I just finished an English bitter with s-04 and I definitely get the tart character. Yeast produces more compounds than just alcohol and CO2 and this particular strain, the whitbread B, just produces more of those in the form of various organic acids. Although I’ve definitely tasted commercial English beers with a similarly strong tart/aldehyde type character, those are not what people normally recognize as modern English bitters. I think the whitbread B strain is just old school and would be representative of beers produced over a century ago. If you look popular English beers like fuller’s or boddington, those are noticeably softer and seem to better represent people’s expectations nowadays. If you want to try something a little different, seek out Conniston’s blue bird bitter or Morland Hen’s Tooth as examples with character similar to s-04. So there may be nothing wrong with your process and you simply don’t care for the old school character of that yeast.
 
I should have read that thread earlier.
I did a Brown with S-04, that was kind of funny. Not really bad, just not really right either and I blamed it on myself not being too familiar with the style. I used the same yeast (another generation) in an IPA, with no issue (but that can be just as well the amount of hops). I used some of the malts from this Brown in a Lager. And before you get all over it, it was one of those brews that also included cleaning out some small amounts of leftover malts.
While I contribute some of the flavour to the yeast, there is certainly something with the malt that is part of it in my case.
 
I just finished an English bitter with s-04 and I definitely get the tart character. Yeast produces more compounds than just alcohol and CO2 and this particular strain, the whitbread B, just produces more of those in the form of various organic acids. Although I’ve definitely tasted commercial English beers with a similarly strong tart/aldehyde type character, those are not what people normally recognize as modern English bitters. I think the whitbread B strain is just old school and would be representative of beers produced over a century ago. If you look popular English beers like fuller’s or boddington, those are noticeably softer and seem to better represent people’s expectations nowadays. If you want to try something a little different, seek out Conniston’s blue bird bitter or Morland Hen’s Tooth as examples with character similar to s-04. So there may be nothing wrong with your process and you simply don’t care for the old school character of that yeast.

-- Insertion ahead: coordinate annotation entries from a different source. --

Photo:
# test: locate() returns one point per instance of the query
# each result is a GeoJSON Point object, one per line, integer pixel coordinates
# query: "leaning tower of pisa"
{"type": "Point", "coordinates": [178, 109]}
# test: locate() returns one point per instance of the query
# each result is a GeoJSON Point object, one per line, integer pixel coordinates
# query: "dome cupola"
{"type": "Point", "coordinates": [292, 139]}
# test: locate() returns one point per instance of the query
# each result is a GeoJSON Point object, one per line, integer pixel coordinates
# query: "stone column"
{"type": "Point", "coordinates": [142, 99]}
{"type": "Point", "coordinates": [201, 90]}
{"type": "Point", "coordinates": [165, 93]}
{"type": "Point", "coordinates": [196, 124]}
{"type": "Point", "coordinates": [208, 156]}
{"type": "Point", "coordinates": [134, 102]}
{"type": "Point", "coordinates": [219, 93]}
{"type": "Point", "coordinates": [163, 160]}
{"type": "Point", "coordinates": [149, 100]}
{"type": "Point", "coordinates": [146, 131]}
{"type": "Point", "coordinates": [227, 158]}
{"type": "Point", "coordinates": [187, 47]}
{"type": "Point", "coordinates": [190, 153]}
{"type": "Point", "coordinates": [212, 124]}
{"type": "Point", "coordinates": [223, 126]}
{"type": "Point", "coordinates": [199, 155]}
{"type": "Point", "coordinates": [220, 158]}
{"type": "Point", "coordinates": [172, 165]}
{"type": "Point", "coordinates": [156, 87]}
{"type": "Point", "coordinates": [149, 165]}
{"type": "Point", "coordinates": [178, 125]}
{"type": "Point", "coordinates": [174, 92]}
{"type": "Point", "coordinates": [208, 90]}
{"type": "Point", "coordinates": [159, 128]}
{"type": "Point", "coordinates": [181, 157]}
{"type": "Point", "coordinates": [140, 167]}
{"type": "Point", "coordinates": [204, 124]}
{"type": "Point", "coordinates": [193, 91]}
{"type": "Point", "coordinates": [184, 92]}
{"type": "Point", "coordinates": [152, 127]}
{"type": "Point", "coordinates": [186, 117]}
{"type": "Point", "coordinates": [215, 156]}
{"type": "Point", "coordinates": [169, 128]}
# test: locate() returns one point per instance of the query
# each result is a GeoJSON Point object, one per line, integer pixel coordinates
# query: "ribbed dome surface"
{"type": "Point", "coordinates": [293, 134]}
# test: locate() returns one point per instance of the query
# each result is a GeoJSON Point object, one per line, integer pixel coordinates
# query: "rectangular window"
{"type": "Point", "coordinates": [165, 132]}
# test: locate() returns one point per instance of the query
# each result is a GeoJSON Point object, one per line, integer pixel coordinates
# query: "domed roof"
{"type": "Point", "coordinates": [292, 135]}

Do you have a favorite english strain without the tart acidic character?
 
Do you have a favorite english strain without the tart acidic character?

I prefer the whitbread A strain as my go to English strain. As far as I know, the only available version is Wyeast 1099 (the 1098 being the tart B strain). The 1099 is much less tart and leaves a bit more residual sugar so your beer with have a richer body. Otherwise I’ve had good experience with Wyeast 1968/WLP002 which is the fuller’s strain. As long as you keep their fermentation above 64F, and your water has appropriate pH, you’ll make incredible beers with that one. I’ve also been curious about Wyeast 1318 London ale III which is supposedly the Boddington strain. But I don’t have experience with that strain beyond the characteristics it imparts to Boddington which I love.
 
I’ve also been curious about Wyeast 1318 London ale III which is supposedly the Boddington strain. But I don’t have experience with that strain beyond the characteristics it imparts to Boddington which I love.

Apart from the obvious point that Boddies are based nowhere near London (nor Manchester these days :-( ), I've always had a bit of a problem with the identification of 1318 as "the" Boddington's strain. It doesn't account for them allegedly losing their yeast in the early 1980s - around the time they changed the recipe so it was completely different. It's plausible that they could have received new yeast from a London brewery - Courage has been suggested - but if the corporate history is so messy then it's hard to say what is "the" brewery yeast.

Ron Pattinson has a recipe for the 1987 version if you're interested.